We continue to instil a passion for reading and explore a wider range of classic and contemporary novels, which are linked closely to the wider curriculum and build progressively on skills acquired across Key Stage Two. Children analyse symbolism and allegory in classics such as Charles Dickens’ Oliver Twist and explore how figurative language is used in gothic novels to impact on the reader. Visual Literacy texts such as The Piano are used to stimulate emotive narrative writing, with children manipulating their use of tenses with intention and control. Through a wide exposure to a range of genres, children learn how to compare and contrast the works of different authors and are able to describe similarities and differences in the social, cultural, moral and historical themes of texts they have read.

Through reading, children are able to identify and comment upon the structure and organisation of a range of non-fiction texts, including newspapers and diaries and use these texts to inspire their own writing compositions. Our children are encouraged to write across a range of genres and for different purposes, refining their use of genre-specific features and learning how to use language, sentence structures and advanced punctuation for effect.

Science

In Science, children continue to develop a range of investigative skills, across a variety of topics including evolution and inheritance, living things and their habitats, light and electricity. They are taught to identify independent, dependent and control variables and begin to comment on the limitations of tests, refining further tests to prove and refute widely-accepted scientific concepts. Linked with Personal Development and Well-being children in Year 6 are also taught sex education as part of our relationships and sex education curriculum (detail of which can be found on our PDW pages).
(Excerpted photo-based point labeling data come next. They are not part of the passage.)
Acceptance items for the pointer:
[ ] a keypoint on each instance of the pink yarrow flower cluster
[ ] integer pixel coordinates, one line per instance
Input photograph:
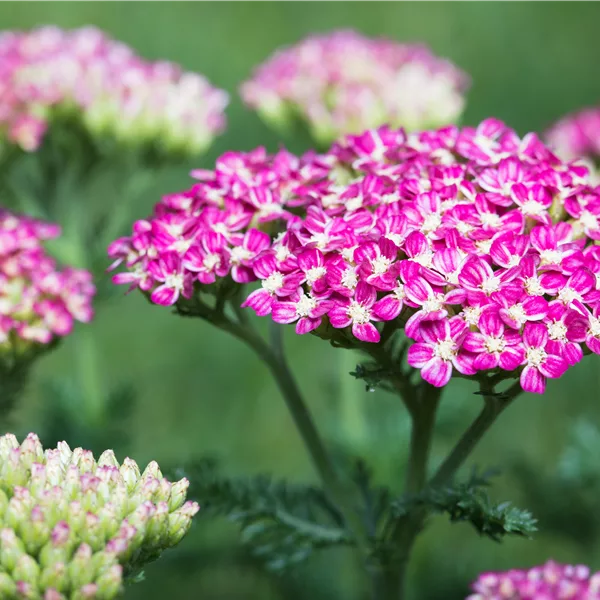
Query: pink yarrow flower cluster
(38, 302)
(548, 582)
(343, 82)
(48, 71)
(479, 244)
(577, 135)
Key Questions to drive learning and progress

  • How did Nobody arrive at the graveyard? 
  • What is the weapon of the Sleer?
  • What was life like in a Victorian Workhouse?
  • What were the causes of the first world war? 
  • Who are the pioneers of the theory of Evolution?
  • What makes the Human Body tick?
  • Why is it important to see life from different perspectives?
  • What was the most important piece of technology in WW1?

Exciting Events in Year 6

  • Visit to Birmingham Hippodrome – Pantomime
  • Residential trip to Rue in France
  • Visit to the Imperial War Museum in London
  • Local Area Fieldwork; Birmingham Canals
  • STEM workshop on buildings and structures
  • End of Year Production
  • Graduation

Class Novels include

Alice in Wonderland by Lewis Carroll, War Horse by Michael Morpurgo, Wonder by R.J.Palacio, Skellig by David Almond, Pig Heart Boy by Malorie Blackman and Oliver Twist by Charles Dickens.